The closest comparison is the world of SMS, an industry that only took off when standards bridging different approaches were created. This allowed traffic from one vendor’s gear to be recognized by equipment from another. This level is the most difficult, and involves competitive as well as technical issues. A comparison can be made to the SMS market, which didn’t take off until providers recognized that creating alliances enabling them to trade traffic was vital. Ellwood Neuer, the Director of Sales Engineering for contact center technology firm Noble Systems, adds that the real test will be handling real-time applications such as voice and video.

The complexity of UC and the speed with which the world is evolving suggest that even sophisticated organizations – no matter how much brain power they have in their IT shops – may be best served by finding ways to avoid grappling with the complexities of linking disparate UC systems together.

The alternative, according to NetIQ’s UC and MSP Appliance Manager Erik Rudin, is to outsource the headaches. This can be any combination of managed, hosted or other types of services that can run systems on the customers’ premise or in the cloud.

 

“Put yourself in the shoes of a typical IT department and think of the pressure of what they are dealing with today and whether they want to deal with it or seek outside help,” Rudin said. “There is no right or wrong. Every company has to have own perspective.”

SIP Rules

Experts say that of all the evolving standards, SIP is the one that is emerging as the most likely to become the glue that knits the entire UC world together.

The protocol got its toehold as the putative standard for VoIP. It is expanding that beach head.
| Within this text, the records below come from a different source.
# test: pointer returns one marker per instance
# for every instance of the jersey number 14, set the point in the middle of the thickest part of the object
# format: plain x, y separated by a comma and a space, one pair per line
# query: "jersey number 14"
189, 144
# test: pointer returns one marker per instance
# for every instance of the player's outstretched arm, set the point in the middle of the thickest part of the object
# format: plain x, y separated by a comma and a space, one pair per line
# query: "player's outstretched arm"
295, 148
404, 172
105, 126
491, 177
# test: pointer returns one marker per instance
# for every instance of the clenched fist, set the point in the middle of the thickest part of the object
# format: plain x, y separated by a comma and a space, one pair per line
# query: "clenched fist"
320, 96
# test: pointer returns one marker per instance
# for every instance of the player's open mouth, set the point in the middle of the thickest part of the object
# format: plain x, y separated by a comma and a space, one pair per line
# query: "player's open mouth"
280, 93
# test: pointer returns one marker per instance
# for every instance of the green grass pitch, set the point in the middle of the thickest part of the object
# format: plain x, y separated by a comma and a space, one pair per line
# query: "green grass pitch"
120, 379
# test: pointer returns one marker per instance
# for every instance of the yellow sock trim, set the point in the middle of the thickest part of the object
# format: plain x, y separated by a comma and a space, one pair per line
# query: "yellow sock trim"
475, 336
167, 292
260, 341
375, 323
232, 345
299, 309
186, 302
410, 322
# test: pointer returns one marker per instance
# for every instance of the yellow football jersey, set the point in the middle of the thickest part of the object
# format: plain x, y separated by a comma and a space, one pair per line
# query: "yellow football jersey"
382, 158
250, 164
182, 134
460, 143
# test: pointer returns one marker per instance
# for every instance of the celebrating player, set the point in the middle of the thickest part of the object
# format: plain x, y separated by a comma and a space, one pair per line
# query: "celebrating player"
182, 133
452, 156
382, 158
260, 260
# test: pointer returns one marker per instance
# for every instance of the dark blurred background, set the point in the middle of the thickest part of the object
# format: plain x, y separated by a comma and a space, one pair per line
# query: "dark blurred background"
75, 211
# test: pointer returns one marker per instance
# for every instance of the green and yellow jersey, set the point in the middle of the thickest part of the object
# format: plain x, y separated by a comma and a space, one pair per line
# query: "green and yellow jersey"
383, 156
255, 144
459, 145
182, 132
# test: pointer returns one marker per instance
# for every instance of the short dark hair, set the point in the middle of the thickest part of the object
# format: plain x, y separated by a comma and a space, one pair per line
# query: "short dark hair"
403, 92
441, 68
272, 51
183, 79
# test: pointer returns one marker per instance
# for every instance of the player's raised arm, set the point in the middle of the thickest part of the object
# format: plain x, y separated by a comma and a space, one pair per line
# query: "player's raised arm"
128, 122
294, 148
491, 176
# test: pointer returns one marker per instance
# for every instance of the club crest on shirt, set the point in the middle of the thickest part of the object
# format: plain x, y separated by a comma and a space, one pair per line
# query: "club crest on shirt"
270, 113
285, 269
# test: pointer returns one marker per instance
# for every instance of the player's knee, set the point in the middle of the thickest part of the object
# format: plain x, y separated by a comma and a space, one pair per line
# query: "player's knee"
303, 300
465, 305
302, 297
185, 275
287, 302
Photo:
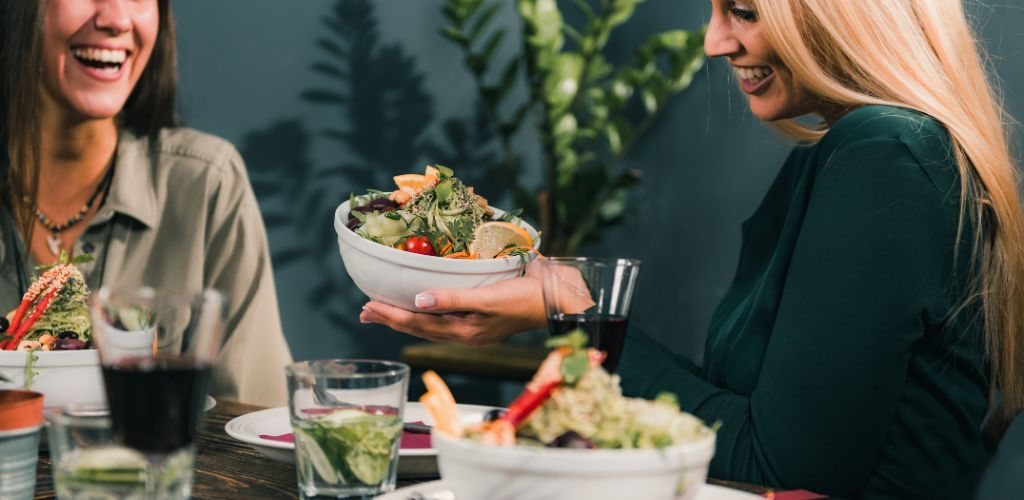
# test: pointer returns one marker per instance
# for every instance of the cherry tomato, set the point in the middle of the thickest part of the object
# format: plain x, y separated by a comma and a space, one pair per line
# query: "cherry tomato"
421, 245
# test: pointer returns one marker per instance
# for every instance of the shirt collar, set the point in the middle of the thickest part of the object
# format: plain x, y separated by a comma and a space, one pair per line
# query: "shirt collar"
132, 191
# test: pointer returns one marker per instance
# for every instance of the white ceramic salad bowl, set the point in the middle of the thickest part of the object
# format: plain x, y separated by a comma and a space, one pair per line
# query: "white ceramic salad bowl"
395, 277
64, 376
474, 470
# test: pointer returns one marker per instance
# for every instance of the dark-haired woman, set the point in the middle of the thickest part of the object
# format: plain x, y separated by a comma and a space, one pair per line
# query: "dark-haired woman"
95, 164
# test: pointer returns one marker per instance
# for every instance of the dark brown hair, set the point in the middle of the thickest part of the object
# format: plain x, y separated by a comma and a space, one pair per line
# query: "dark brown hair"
150, 108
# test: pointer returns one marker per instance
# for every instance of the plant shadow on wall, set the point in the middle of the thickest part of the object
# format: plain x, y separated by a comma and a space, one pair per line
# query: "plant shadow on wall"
587, 111
377, 92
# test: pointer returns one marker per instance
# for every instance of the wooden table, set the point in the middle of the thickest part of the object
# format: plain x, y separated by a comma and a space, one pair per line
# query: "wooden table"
226, 468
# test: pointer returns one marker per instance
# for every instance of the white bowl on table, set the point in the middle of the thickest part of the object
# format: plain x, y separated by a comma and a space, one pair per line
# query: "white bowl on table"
395, 277
62, 376
475, 470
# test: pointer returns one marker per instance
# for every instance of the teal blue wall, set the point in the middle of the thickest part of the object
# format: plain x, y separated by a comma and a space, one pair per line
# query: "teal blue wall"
245, 65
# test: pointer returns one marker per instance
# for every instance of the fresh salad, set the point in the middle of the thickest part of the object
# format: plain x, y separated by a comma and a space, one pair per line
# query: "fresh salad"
53, 314
434, 213
571, 402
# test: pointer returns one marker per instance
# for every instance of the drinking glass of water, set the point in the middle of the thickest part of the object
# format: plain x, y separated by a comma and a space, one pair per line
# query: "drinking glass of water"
157, 350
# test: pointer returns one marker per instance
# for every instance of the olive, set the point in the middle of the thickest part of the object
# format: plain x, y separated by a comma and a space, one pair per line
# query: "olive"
571, 439
493, 415
69, 344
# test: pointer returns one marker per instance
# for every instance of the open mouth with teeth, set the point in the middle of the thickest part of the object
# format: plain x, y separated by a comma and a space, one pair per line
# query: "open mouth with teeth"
755, 75
100, 58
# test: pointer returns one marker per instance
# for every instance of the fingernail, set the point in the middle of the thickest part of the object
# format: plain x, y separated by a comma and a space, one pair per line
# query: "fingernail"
425, 300
369, 316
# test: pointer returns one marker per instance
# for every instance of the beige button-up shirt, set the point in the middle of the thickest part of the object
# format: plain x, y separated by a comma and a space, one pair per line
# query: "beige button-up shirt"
182, 217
Jeff Hicks, a Senior Software Architect for NetQoS, says that new video endpoints are SIP-compliant and that SIP is on the road to displacing H.323, which is used in much video conferencing today. Likewise, a SIP-based standard -- Session Initiation Protocol for Instant Messaging and Presence Leveraging Extensions (SIMPLE) -- is being used for instant message. “SIP is becoming the enabling standard for UC,” Hicks said.

Bob Romano, Radvision’s vice president of Enterprise Marketing, agrees. There are many tasks that each communications channel must accomplish, and having discrete silos of functionality to accomplish them leads to inefficiency, he said.

“You end up building completely separate solutions for SIP and H.323, and there is a lot of duplication such as firewall traversal and [managing] remote capabilities,” he said. “If we could get to a single protocol that encompasses voice, video and data, that would be a lot more efficient.”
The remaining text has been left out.